В объективной экономической ситуации это различие можно определить только при учете вышеупомянутой связи между экономическим и семейным положением промышленного рабочего. Других способов определения указанного различия не существует. Причину странного нежелания марксистских теоретиков рассматривать семейную жизнь в качестве важного фактора укрепления социальной системы, т. е. в качестве решающего фактора формирования структуры личности, следует искать в семейных отношениях самих теоретиков. Трудно переоценить глубину и эмоциональность семейных связей [16] . Мы можем продолжить рассмотрение важнейшей связи между семейной и националистической идеологией. семьи разделены и противопоставлены так же, как и народы. В обоих случаях в основе этого разделения и противопоставления лежит экономическая причина. Проблемы пропитания и другие насущные нужды постоянно тревожат семью мелкого буржуа (служащего, низкооплачиваемого технического работника и др.). Поэтому экспансионистские тенденции большой семьи мелкого буржуа также воспроизводят тенденции империалистической идеологии: "Народу нужны пространство и пропитание". Этим объясняется особая податливость мелкого буржуа влиянию империалистической идеологии. Он способен полностью идентифицировать себя с персонифицированной концепцией нации. Таким образом, семейный империализм воспроизводится в национальном империализме на идеологическом уровне. В этой связи представляет интерес высказывание Геббельса в брошюре "Ди верфлюхтен хакенкрейцер" (Эгер Ферлаг, Мюнхен, стр. 16 и 18).
 
Она была написана в ответ на вопрос, является ли еврей человеком. "Если кто-нибудь ударит кнутом вашу мать по лицу, разве вы станете его благодарить? Разве он человек!? Тот, кто так поступает, - не человек. Это скот! Сколько же тяжелых страданий причинил и причиняет еврей нашей матери Германии! Он - еврей - развратил нашу расу, ослабил нашу энергию, разрушил наши обычаи и подорвал наши силы. еврей, этот демон распада, начинает преступное избиение народа". Здесь необходимо учитывать значение идеи кастрации как наказания за сексуальное удовольствие. Кроме того, необходимо также учитывать сексуально-психологический фон бредовых идей ритуального убийства и фон антисемитизма как такового.

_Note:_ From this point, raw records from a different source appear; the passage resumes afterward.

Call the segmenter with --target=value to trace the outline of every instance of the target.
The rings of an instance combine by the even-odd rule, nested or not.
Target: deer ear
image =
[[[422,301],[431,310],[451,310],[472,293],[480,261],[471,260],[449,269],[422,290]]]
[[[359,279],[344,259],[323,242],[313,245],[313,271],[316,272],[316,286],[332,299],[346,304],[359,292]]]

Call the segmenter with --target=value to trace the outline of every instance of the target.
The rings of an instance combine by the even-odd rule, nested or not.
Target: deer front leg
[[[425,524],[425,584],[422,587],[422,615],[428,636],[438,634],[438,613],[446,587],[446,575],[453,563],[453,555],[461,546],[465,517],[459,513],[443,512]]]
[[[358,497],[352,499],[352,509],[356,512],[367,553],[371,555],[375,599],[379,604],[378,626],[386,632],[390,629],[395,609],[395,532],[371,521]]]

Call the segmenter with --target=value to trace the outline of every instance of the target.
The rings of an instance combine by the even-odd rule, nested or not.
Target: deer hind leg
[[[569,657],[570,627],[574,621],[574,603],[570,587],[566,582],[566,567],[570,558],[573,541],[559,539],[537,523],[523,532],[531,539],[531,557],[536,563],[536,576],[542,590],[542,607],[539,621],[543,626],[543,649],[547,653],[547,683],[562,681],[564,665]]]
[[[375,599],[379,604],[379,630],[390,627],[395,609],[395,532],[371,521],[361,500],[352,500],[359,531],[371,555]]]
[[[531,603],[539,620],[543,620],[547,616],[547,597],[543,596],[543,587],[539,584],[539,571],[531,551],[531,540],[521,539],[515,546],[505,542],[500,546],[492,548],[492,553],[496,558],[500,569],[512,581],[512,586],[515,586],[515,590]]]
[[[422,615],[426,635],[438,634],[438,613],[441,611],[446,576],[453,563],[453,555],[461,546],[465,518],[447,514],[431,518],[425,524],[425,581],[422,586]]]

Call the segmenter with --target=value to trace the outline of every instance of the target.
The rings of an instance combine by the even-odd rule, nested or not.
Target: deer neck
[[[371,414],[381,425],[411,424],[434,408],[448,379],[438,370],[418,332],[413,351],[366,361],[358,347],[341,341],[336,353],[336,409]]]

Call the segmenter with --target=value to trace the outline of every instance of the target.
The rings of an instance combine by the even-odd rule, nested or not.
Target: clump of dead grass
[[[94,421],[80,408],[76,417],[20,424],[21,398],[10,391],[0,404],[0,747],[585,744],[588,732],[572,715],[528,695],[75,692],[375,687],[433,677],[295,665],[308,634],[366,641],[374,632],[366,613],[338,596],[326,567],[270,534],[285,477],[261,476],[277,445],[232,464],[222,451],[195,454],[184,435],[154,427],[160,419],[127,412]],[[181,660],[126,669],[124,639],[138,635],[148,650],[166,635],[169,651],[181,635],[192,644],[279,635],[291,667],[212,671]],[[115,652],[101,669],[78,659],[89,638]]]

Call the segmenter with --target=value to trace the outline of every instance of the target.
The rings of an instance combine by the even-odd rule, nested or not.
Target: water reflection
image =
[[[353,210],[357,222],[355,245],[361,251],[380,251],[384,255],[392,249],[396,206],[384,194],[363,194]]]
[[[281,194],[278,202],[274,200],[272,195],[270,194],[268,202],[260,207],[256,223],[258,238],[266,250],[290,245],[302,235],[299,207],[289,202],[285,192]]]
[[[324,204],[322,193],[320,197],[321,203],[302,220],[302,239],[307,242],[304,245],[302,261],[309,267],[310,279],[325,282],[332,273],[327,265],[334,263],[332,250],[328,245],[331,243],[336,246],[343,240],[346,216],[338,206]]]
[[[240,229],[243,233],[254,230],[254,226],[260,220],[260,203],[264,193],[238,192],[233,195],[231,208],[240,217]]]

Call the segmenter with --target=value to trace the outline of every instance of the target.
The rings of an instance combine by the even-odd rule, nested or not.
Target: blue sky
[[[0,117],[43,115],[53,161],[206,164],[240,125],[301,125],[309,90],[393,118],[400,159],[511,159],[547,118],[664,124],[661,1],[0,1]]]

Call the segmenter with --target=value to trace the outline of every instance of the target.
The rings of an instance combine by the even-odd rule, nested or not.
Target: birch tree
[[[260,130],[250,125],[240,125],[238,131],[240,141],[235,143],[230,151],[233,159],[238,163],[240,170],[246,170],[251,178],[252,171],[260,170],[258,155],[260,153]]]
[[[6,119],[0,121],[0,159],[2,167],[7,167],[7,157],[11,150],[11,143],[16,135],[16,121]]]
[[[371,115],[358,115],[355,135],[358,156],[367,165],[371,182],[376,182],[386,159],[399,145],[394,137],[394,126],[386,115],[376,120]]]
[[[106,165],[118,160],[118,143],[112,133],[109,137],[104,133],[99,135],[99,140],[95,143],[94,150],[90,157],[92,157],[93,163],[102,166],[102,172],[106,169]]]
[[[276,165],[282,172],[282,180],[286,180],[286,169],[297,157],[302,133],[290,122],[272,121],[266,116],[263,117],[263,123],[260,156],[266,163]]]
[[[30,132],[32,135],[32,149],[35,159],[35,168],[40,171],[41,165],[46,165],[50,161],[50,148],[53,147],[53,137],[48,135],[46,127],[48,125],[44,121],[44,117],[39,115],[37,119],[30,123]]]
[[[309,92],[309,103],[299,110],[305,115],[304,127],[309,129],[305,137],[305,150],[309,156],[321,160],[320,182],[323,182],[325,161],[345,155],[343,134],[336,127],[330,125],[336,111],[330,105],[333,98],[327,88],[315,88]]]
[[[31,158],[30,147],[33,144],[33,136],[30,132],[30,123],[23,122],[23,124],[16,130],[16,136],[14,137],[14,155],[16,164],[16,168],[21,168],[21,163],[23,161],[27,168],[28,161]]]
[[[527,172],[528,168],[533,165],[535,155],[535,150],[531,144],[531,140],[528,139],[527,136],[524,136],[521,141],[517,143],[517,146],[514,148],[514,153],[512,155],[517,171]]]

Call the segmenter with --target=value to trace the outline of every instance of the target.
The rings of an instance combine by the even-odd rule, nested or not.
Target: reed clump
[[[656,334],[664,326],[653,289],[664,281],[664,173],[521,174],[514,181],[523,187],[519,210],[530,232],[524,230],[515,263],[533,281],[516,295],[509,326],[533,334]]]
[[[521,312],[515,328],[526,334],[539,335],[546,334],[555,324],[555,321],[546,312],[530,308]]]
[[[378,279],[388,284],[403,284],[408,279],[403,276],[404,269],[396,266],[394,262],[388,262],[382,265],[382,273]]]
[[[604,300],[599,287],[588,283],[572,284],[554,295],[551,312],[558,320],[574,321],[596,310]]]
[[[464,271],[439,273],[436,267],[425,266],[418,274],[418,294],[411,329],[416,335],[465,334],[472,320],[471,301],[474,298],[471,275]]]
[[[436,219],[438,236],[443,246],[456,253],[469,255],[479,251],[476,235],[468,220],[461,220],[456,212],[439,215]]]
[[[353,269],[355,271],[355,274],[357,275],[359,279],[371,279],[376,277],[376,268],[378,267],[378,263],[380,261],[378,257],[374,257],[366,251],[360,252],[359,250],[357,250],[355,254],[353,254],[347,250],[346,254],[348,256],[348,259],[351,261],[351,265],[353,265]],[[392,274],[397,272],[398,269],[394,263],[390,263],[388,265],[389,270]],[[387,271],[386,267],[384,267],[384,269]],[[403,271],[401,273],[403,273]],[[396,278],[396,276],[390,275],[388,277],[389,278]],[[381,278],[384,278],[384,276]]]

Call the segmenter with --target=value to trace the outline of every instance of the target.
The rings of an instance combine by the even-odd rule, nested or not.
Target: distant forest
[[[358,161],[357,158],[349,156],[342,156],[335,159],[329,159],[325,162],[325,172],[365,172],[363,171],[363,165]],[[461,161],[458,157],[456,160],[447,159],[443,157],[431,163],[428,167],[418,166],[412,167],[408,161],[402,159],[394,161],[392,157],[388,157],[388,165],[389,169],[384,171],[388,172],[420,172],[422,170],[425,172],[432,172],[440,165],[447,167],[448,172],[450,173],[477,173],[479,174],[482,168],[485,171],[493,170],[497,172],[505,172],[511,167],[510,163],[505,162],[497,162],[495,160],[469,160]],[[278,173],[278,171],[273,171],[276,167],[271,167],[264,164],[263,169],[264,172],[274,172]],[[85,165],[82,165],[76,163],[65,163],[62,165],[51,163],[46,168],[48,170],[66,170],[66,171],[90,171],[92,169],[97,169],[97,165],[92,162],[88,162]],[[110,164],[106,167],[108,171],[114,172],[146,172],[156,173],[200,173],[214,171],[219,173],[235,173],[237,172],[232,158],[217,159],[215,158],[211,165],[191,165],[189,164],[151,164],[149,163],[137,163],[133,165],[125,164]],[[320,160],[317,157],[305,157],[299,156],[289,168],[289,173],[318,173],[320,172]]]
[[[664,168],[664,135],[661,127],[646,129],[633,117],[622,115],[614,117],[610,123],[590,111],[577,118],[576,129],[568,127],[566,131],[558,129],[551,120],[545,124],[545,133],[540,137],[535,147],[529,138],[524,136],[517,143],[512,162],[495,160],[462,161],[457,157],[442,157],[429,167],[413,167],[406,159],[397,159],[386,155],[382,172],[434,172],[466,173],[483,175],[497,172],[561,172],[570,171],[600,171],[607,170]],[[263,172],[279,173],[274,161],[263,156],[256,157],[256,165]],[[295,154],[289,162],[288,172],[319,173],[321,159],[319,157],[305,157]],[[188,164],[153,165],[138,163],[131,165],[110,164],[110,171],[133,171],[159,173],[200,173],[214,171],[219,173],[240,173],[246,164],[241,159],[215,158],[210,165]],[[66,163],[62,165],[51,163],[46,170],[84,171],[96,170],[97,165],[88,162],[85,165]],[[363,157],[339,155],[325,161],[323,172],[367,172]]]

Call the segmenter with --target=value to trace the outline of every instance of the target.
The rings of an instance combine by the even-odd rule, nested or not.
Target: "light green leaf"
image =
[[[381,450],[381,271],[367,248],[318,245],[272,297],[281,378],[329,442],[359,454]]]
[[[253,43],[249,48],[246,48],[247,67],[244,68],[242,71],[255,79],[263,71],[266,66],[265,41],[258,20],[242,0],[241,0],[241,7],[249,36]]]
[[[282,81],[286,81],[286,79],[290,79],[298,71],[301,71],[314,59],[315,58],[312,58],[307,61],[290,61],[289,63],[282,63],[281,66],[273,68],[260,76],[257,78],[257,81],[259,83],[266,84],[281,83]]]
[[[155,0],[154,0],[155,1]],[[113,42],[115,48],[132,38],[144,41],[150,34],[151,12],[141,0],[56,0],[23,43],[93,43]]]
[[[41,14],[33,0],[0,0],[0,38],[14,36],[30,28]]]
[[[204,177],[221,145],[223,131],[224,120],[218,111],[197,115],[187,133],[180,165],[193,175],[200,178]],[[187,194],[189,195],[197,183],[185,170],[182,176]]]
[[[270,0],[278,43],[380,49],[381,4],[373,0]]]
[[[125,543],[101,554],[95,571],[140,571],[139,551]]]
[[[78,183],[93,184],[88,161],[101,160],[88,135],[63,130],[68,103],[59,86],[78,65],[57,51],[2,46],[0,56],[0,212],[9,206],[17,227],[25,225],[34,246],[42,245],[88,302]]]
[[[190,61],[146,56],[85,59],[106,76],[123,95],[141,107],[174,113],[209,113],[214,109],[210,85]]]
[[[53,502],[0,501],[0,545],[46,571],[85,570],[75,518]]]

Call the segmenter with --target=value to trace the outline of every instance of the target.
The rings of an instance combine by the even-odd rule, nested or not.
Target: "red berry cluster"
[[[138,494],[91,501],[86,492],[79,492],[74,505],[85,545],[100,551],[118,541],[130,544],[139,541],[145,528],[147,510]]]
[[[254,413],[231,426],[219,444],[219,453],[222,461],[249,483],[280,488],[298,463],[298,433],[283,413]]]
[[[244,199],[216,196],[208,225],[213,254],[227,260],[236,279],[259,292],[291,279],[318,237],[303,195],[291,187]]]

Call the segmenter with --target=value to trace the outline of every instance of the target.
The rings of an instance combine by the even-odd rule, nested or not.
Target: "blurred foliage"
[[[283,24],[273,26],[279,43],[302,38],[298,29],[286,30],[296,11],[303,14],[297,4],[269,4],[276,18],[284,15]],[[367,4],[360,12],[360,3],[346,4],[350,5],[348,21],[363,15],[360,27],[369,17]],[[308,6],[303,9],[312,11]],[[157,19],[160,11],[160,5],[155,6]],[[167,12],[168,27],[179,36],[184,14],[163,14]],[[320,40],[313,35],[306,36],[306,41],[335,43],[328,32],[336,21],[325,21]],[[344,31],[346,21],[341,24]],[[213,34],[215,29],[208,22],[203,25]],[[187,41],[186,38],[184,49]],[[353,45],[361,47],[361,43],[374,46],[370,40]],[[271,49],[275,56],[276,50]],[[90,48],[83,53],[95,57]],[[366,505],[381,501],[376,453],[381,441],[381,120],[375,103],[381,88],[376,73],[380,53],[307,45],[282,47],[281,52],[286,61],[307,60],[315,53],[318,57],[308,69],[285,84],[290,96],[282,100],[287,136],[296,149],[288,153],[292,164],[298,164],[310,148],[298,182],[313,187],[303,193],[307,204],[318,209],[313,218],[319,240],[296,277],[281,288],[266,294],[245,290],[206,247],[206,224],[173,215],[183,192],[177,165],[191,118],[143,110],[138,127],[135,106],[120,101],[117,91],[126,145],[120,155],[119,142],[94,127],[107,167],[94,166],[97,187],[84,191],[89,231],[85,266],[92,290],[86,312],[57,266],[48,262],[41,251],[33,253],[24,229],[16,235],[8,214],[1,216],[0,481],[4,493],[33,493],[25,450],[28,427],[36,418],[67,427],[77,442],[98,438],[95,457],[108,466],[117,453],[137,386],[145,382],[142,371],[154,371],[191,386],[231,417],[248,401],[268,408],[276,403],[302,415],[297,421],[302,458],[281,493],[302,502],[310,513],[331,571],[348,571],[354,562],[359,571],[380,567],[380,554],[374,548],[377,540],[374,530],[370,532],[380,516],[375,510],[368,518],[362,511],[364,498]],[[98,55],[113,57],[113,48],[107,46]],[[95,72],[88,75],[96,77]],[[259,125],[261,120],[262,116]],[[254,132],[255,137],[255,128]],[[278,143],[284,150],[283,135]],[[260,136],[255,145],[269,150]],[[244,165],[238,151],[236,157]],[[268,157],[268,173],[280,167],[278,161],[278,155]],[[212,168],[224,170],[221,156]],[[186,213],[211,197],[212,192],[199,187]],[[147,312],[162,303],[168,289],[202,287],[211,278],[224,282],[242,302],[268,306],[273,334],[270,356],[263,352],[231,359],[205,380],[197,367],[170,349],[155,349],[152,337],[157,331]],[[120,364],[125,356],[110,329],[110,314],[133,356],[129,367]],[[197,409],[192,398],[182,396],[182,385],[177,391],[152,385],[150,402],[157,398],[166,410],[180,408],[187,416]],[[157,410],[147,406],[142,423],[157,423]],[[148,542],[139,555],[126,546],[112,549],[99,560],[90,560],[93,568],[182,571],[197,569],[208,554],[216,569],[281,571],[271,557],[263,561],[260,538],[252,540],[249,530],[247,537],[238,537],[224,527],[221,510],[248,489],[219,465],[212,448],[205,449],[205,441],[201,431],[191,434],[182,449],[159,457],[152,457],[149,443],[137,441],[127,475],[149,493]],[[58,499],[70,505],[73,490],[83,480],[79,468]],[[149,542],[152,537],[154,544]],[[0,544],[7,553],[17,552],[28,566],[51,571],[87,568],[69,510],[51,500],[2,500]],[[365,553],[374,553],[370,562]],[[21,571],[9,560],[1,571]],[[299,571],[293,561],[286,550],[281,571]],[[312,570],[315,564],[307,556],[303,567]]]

И, наконец, необходимо дать правильную оценку чувствам сексуальной вины и тревоги реакционера с учетом ударного воздействия таких бессознательно составленных формулировок на бессознательную эмоциональность обычного читателя. В таких высказываниях и их бессознательноэмоциональном воздействии мы находим корни национал-социалистического антисемитизма. Полагают, что фашисты "запутывают". Разумеется, и запутывают тоже. Но при этом упускается из виду, что с идеологической точки зрения фашизм отражает сопротивление сексуально и экономически больного общества болезненным, но необходимым революционным стремлениям к сексуальной и экономической свободе, той свободе, одна мысль о которой вселяет в реакционера смертельный ужас.
 
Другими словами, установление экономической свободы сопровождается разрушением старых институтов (особенно тех, которые определяют сексуальную Политику), перед которыми равны и реакционер, и промышленный рабочий (в силу его реакционности). Осуществление стремления освободиться от ярма экономической эксплуатации тормозится в основном благодаря страху перед "сексуальной свободой", которая предстает воображению реакционного мыслителя в виде сексуального хаоса и разложения. Такое положение будет существовать до тех пор, пока не будет устранено неправильное представление о сексуальной свободе. Это объясняется отсутствием у большинства ясного понимания этих чрезвычайно важных вопросов. Поэтому сексуальная энергетика призвана играть решающую роль при упорядочении общественных отношений. Чем глубже и шире укореняется реакционная структура в психологии трудящихся масс, тем большее значение приобретает деятельность сторонников сексуальной энергетики в области обучения народных масс навыкам принятия на себя социальной ответственности. При таком взаимодействии экономических и психологических факторов авторитарная семья служит важнейшим источником воспроизведения всех видов реакционного мышления. По существу, она представляет собой своего рода предприятие по производству реакционных структур и идеологий. Поэтому первая заповедь любой реакционной Политики в области культуры заключается в "защите семьи", а именно большой авторитарной семьи. В принципе, именно такой смысл таит в себе формулировка "защита Государства, культуры и цивилизации".
 
Во время президентских выборов в 1932 году НСДАП опубликовала воззвание (Адольф Гитлер, "Моя программа"), в котором говорилось следующее: "По своей природе и судьбе женщина является помощницей мужчины. Таким образом, мужчина и женщина - товарищи в жизни и работе. В течение многих столетий шло развитие экономики, которое изменило сферу деятельности мужчины, вызвав, таким образом, определенные изменения в сфере деятельности женщины. Кроме необходимости совместно трудиться, долг мужчины и женщины заключается в сохранении жизни человека. В этой благородной задаче, поставленной перед представителями противоположного пола, мы также усматриваем основу индивидуальных талантов, которыми Провидение, в своей вечной мудрости, неизменно наделяет мужчину и женщину. Поэтому высшая цель состоит в обеспечении возможности создания семьи товарищами по работе и жизни. Её окончательное уничтожение привело бы к прекращению существования высших форм человечества. Независимо от пределов сферы деятельности женщины, конечная цель организованного и закономерного развития неизменно должна заключаться в создании семьи. Она является наименьшим, но самым ценным первичным элементом всей государственной системы". Далее в том же воззвании в разделе "Сохранение крестьянства означает сохранение немецкой нации" говорится: "В сохранения и поощрении развития экономически независимого крестьянства я также вижу лучшую защиту от социальных бед и расового разложения нашего народа". Во избежание ошибок не следует упускать из виду значение традиционных семейных уз крестьянства.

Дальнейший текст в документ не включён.